提到道長,謝珩玉的眼神冷了冷,一個騙子,還敢欺到他的頭上。
他道:“你去給那臭道士傳個話。”
“從明日起,一一行,皆按本王的吩咐來。”
丑時末,王府才陷入屬于夜晚該有的平靜。
靜了一個時辰,早朝的時辰就快到了,謝珩玉起身時精神十足,沒有半點當了夜貓子后的萎靡,唯獨下巴上的痘痘更紅了幾分。
看起來和普通的上火無異。
奈何外人比他自己更關心他,宮內的太監宮女見了,將消息傳到了坤寧宮。
王皇后正親自替及笄之齡的女兒梳妝,聽了宮人的稟報,將手中的梳子交給梳頭的宮女,轉身要前往外殿。
如意公主眉眼彎彎,撒嬌道:“母后,女兒有什么聽不得的。”
王皇后寵溺道:“你乖。”
如意公主撇撇嘴,沒再說什么。
王皇后移步外殿,面色瞬間冷了下來,沒有方才母女相處時的慈愛,還多了幾分疲倦,對掌事女官道:“壽安伯府可有動靜?”
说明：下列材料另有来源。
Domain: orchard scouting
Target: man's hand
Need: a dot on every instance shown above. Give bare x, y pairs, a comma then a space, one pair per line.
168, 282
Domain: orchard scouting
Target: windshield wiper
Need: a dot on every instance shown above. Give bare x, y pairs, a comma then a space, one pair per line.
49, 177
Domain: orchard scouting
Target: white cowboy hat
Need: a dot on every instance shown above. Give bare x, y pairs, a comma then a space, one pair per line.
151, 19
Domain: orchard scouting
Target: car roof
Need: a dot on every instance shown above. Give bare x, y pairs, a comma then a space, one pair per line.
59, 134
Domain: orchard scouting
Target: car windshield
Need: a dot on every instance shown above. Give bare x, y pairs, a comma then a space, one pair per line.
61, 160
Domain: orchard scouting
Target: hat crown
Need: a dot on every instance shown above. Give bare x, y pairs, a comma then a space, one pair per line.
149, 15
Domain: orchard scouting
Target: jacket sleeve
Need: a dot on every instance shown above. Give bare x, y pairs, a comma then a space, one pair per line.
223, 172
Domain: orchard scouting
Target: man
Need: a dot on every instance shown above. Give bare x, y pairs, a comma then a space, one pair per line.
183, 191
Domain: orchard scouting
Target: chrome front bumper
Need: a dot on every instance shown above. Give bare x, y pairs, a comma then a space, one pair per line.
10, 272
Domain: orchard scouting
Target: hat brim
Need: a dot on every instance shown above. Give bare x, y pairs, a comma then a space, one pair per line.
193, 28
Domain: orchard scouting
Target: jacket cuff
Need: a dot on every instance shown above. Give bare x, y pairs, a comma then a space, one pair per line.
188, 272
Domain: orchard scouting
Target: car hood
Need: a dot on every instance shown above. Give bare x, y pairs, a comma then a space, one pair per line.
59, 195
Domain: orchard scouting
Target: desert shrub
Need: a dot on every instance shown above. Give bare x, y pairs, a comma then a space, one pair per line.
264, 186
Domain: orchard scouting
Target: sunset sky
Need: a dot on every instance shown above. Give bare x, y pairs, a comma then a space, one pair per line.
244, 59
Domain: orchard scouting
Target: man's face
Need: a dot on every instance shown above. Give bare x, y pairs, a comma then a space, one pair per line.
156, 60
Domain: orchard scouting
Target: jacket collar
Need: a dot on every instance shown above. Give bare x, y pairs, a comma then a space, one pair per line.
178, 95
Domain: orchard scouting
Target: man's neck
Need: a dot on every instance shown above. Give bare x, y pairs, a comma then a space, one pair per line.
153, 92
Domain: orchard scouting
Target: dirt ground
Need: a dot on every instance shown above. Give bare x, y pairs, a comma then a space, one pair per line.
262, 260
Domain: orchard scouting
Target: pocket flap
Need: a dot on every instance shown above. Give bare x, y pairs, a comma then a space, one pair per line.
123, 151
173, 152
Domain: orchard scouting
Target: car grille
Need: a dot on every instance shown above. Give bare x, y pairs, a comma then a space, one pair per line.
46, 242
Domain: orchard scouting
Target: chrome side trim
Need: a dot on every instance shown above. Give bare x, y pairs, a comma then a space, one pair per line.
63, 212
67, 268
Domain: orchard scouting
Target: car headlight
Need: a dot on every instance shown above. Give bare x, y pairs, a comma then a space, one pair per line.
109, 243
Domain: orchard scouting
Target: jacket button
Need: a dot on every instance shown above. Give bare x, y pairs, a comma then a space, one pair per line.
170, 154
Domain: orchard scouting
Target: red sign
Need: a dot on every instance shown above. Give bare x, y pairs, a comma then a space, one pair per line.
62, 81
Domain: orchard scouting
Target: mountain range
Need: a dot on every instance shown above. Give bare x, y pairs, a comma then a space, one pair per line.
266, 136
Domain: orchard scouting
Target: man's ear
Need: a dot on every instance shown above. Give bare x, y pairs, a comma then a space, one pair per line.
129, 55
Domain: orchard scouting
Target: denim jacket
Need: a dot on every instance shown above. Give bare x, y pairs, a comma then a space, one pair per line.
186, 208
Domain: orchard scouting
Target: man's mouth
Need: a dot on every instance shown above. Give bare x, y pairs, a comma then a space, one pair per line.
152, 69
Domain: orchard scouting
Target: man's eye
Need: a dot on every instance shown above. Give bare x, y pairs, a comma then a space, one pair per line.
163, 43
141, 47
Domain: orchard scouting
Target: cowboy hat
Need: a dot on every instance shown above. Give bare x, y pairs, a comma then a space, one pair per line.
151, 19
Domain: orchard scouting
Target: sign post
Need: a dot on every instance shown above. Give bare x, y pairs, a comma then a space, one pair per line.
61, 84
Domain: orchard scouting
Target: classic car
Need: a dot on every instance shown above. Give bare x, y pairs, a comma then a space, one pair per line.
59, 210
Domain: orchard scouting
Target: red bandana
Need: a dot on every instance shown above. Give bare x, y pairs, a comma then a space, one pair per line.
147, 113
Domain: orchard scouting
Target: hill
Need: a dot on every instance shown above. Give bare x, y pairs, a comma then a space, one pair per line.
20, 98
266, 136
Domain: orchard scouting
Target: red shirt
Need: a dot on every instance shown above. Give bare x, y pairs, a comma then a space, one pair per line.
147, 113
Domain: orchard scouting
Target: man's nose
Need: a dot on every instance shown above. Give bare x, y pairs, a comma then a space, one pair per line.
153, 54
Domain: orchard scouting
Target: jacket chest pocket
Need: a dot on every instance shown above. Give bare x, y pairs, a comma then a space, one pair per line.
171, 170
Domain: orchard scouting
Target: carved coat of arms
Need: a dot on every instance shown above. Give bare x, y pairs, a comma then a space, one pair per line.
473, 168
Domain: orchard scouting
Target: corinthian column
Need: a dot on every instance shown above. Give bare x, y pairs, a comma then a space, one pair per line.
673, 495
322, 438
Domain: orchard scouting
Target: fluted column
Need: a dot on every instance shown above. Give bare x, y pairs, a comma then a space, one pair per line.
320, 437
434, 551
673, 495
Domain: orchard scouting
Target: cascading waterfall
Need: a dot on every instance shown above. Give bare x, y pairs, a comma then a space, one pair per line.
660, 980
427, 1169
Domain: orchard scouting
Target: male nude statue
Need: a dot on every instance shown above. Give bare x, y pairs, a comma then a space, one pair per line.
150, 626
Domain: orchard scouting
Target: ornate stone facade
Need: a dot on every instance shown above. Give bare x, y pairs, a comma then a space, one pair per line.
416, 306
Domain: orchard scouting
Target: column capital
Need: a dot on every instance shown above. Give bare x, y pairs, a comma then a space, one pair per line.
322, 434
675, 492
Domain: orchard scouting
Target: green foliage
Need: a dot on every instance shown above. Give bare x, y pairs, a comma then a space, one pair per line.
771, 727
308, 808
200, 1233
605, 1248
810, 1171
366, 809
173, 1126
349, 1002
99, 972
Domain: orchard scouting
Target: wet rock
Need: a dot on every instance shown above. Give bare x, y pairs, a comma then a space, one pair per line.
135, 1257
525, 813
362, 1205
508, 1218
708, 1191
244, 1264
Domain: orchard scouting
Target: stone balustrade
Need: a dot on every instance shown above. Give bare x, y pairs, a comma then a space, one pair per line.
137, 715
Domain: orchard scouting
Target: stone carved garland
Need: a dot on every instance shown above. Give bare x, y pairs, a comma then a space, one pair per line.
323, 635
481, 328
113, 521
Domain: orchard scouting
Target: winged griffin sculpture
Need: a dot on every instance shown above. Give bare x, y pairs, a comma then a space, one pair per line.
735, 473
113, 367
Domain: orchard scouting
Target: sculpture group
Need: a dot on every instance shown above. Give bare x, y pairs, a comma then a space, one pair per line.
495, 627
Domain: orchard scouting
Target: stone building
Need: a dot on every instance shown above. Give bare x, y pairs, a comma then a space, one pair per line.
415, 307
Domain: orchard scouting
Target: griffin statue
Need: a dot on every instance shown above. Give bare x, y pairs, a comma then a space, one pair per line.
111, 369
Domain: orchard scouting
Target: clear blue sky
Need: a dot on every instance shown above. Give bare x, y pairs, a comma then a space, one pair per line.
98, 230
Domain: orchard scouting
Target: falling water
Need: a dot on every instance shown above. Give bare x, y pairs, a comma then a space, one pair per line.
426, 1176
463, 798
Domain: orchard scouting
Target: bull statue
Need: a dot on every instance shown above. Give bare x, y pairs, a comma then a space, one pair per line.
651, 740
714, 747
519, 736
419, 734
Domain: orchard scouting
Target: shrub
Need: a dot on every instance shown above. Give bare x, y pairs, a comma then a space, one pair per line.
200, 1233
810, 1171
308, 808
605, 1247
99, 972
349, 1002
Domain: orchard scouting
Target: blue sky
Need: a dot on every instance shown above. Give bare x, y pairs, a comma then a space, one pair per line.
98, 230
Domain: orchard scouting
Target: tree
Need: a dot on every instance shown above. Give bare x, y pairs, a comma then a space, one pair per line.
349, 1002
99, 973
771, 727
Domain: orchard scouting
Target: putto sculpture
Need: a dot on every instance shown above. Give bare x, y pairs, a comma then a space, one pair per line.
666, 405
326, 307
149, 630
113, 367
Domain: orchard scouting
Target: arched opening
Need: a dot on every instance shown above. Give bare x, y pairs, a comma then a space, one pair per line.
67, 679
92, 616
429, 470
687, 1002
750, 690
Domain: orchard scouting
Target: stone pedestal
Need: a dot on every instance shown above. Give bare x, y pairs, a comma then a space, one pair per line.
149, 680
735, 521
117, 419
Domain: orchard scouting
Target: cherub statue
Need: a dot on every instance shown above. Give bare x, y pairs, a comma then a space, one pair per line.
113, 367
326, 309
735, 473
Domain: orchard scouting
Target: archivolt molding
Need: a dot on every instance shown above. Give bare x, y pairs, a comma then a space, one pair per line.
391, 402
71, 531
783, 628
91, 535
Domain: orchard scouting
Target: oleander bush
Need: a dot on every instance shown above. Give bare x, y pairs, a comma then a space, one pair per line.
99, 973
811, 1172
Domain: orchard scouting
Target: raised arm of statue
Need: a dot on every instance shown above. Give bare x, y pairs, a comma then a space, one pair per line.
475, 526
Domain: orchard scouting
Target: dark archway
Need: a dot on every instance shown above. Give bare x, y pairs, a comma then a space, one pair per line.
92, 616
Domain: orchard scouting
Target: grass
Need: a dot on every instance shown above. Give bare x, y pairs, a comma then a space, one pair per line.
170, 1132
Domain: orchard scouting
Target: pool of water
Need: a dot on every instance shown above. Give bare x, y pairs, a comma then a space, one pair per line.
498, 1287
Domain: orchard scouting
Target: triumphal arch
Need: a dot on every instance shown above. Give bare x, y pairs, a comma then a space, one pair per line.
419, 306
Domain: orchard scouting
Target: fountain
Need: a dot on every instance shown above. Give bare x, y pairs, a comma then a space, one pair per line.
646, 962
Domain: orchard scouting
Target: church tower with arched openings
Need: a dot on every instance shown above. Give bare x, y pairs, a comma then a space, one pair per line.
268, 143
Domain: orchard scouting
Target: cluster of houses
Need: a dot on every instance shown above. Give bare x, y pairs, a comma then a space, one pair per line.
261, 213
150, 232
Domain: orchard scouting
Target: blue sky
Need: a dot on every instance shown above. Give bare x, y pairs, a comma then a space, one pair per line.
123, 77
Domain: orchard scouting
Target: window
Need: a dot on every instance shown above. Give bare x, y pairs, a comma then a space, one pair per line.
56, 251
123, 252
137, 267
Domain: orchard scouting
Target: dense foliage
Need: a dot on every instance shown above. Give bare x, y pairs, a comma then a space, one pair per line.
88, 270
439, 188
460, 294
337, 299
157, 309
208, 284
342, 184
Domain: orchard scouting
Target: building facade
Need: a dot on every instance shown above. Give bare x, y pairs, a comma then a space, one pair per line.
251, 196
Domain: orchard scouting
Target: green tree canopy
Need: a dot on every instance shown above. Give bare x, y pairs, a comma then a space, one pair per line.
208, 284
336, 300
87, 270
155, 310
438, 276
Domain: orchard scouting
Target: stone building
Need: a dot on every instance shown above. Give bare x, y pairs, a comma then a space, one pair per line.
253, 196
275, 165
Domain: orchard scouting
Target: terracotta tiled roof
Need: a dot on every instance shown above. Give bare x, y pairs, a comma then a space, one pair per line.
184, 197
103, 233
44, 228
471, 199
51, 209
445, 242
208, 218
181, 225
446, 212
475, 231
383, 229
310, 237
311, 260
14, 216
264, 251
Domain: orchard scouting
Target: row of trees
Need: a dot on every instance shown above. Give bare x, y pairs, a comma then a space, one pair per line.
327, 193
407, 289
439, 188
掌事女官回稟:“自從去過攝政王府后,江大小姐就沒出過門。”
王皇后冷嗤,“這便受打擊了?”
掌事女官:“依奴婢看,江大小姐并非是安分守己的,成為攝政王妃,是她唯一能夠‘一步登天’的機會,攝政王雖不心悅于她,至少身邊也沒有別的女子,江大小姐應該不會因為一點小挫折就放棄潑天的富貴。”
王皇后想到方才宮人說的攝政王的痘痘,又聯想到那天太醫的診斷,奇了怪了,“到底是血氣方剛的男人,身邊又沒個貼心的,想要讓他傾心,哪有那么難?”
原想給謝珩玉安排一個家世低的絕色女子,一是為了避免謝珩玉來日娶個高門之妻、壯大勢力,二是因為家世低的女子更好拿捏。
王皇后一直以來都想安插自己的眼線進攝政王府,奈何王府用人制度嚴明,根本沒有機會安插眼線。
江雪娥無疑是最合適的、可以利用的人選。
哪里知道,謝珩玉竟不為美貌所折,這還是男人嗎?
不,應該是江雪娥還沒用盡全力。
王皇后厲色道:“去給江氏傳話,本宮不管她用什么手段,只給她一個月,若一個月后謝珩玉還不愿意與她成婚,本宮這個做皇嫂的,只能另賜良緣了。”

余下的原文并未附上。